One one hand, the chart shows that the United States overpays for brand name drugs (422% margin).    Most brand name drugs are invented and created in the United States.  These brand names  represent the best, most-effective and ground breaking medicine one can get anywhere in the world.   This is why they cost so much.   Other nations, like Canada and Europe, require these brand name drugs to be sold at a steep discount or they will not be accepted into their nation.   Pharma-companies accept the big cutbacks in order to access these markets.   This means the United States is subsidizing the most important brand name medicine for the rest of the world.    This is a perfect example of the trade imbalance that the President is trying to correct where other nations set restrictions on our products.

In a different tactic, Trump proposed an Executive Order this week demanding that pharmaceutical companies lower their prescription drug costs.   This is a very forced opportunity for companies to draw attention to the trade imbalances, Medicaid abuses and lawsuit abuse that lead to lopsided pricing.   The temptation is to enact price-controls which Biden tinkered with on a small scale during his term.  Drug price controls already failed in the 1970’s.  In fact, price controls have failed everywhere.  ALEC notes, “price controls are not a novel concept, but a practice with roots extending back to the Roman Empire and even nearly 2000 years earlier, to the Babylonians.  Each attempt throughout history has ended in failure, including in the United States, when President Richard Nixon had his ill-fated attempt to freeze prices and wages in the early 1970s which led, of course, to shortages, empty supermarket shelves, and gas lines. Admirably, President Nixon, later in life, acknowledged that these controls were a major policy error.”

Interestingly, the United States is the place where these leading drugs are made for the entire world simply because we do not over-tax, over-regulate or price-control our medicine like other nations.   If the United States aims to enact our own price controls — we will end up with sky high prices.

The United States has been dominating the world on research into new drugs.

The other side of the coin is the fact that Americans utilize a lot of generic brand use (roughly 91% of all drug purchases). American generic drug costs are very low.   When you factor in the generic costs for Americans it results in Americans paying less for prescription drugs than the average comparable nation.

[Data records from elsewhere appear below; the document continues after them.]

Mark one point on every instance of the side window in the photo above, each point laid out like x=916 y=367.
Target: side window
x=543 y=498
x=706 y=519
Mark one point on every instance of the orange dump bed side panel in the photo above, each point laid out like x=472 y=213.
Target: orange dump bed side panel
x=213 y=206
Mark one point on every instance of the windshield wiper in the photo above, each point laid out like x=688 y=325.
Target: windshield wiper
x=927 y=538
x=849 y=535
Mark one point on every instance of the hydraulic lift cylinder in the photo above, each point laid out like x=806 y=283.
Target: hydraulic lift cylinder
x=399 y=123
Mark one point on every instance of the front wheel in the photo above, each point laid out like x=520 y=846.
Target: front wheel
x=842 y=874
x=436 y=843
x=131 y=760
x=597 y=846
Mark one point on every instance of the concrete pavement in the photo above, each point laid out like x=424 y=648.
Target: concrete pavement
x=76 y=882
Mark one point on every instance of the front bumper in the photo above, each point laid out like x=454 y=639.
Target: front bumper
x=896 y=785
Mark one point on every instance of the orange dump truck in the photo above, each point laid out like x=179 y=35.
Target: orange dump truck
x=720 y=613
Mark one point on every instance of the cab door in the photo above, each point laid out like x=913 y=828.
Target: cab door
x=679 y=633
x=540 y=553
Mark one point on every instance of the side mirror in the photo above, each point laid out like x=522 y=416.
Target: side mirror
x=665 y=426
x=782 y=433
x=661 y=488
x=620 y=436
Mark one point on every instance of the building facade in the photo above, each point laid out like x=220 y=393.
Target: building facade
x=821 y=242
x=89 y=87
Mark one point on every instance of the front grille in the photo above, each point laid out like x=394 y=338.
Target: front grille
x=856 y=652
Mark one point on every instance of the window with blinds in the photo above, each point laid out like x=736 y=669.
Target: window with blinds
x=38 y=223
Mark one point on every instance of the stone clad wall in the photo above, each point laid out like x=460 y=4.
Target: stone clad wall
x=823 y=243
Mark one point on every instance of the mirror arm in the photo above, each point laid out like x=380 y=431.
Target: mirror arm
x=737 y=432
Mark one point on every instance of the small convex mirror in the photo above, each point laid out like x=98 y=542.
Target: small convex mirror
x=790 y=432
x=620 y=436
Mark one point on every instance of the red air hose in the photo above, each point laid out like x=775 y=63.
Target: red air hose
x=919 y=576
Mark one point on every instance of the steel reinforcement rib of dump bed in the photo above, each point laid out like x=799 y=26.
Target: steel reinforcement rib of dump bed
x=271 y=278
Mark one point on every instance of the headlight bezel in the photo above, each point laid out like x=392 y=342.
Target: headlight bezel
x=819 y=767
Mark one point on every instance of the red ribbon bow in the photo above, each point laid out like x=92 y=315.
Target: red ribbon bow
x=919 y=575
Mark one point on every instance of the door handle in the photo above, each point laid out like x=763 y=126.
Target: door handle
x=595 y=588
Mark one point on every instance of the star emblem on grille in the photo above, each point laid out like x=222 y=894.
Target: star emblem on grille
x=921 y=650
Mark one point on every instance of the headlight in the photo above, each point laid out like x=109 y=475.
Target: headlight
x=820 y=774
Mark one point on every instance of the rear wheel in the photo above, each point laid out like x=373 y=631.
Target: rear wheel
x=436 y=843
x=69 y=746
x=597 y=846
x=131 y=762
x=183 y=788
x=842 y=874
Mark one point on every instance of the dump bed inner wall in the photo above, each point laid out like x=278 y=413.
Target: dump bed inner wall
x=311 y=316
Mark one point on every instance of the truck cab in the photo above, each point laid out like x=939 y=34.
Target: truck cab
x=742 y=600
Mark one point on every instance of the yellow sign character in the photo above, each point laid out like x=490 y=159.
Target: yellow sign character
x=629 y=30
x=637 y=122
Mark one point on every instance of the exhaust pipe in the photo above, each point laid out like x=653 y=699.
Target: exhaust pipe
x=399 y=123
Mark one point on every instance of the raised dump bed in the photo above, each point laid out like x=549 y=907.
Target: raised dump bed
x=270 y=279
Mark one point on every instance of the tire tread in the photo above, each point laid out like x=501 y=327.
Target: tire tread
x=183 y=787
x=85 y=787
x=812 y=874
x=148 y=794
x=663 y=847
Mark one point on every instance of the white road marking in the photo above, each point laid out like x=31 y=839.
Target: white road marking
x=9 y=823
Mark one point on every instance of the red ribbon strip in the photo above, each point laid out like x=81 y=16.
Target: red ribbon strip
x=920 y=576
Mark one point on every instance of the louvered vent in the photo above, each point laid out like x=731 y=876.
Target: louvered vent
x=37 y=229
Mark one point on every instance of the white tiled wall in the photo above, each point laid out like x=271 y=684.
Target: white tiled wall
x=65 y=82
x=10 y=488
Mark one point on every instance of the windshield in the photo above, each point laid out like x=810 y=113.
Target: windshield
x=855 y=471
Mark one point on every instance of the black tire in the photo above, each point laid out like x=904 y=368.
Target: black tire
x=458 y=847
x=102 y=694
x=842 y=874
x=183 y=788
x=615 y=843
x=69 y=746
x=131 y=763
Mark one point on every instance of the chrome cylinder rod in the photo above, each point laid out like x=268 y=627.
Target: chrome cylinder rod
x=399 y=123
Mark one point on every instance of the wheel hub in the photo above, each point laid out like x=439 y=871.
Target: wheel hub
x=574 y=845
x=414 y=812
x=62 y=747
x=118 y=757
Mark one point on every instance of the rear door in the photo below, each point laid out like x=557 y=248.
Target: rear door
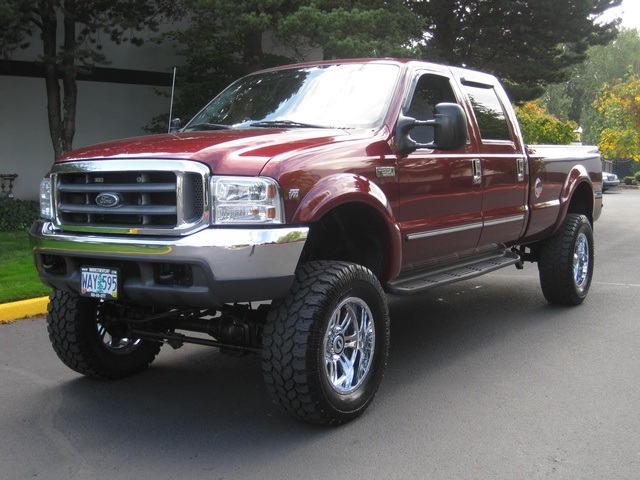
x=440 y=212
x=503 y=167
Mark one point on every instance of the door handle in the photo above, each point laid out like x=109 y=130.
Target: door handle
x=477 y=171
x=520 y=163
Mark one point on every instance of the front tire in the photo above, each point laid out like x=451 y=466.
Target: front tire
x=566 y=262
x=326 y=345
x=86 y=341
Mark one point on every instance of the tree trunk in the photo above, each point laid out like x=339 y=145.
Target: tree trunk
x=61 y=106
x=253 y=54
x=49 y=27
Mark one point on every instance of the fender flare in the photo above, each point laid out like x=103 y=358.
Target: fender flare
x=350 y=188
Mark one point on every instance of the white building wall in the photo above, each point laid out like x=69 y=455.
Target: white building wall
x=105 y=111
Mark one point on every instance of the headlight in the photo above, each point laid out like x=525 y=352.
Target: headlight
x=46 y=207
x=247 y=200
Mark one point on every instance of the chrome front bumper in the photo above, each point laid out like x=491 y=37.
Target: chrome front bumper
x=215 y=265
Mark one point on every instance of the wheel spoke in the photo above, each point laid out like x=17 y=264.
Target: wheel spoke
x=349 y=344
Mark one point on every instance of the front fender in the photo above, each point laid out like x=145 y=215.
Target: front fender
x=340 y=189
x=349 y=188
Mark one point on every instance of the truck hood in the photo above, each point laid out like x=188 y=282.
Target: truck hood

In conclusion, Americans are paying slightly less than other countries for prescription drugs while having the best access to the latest leading medicinal inventions.  Yet, our brand name costs are clearly over-priced due to the fact that drug companies must pay other nations which require steep cuts to access their markets.   This means there is room to reduce drug costs in America by focusing on the relationship with other nations rather than to over-tax or over-regulate our domestic market.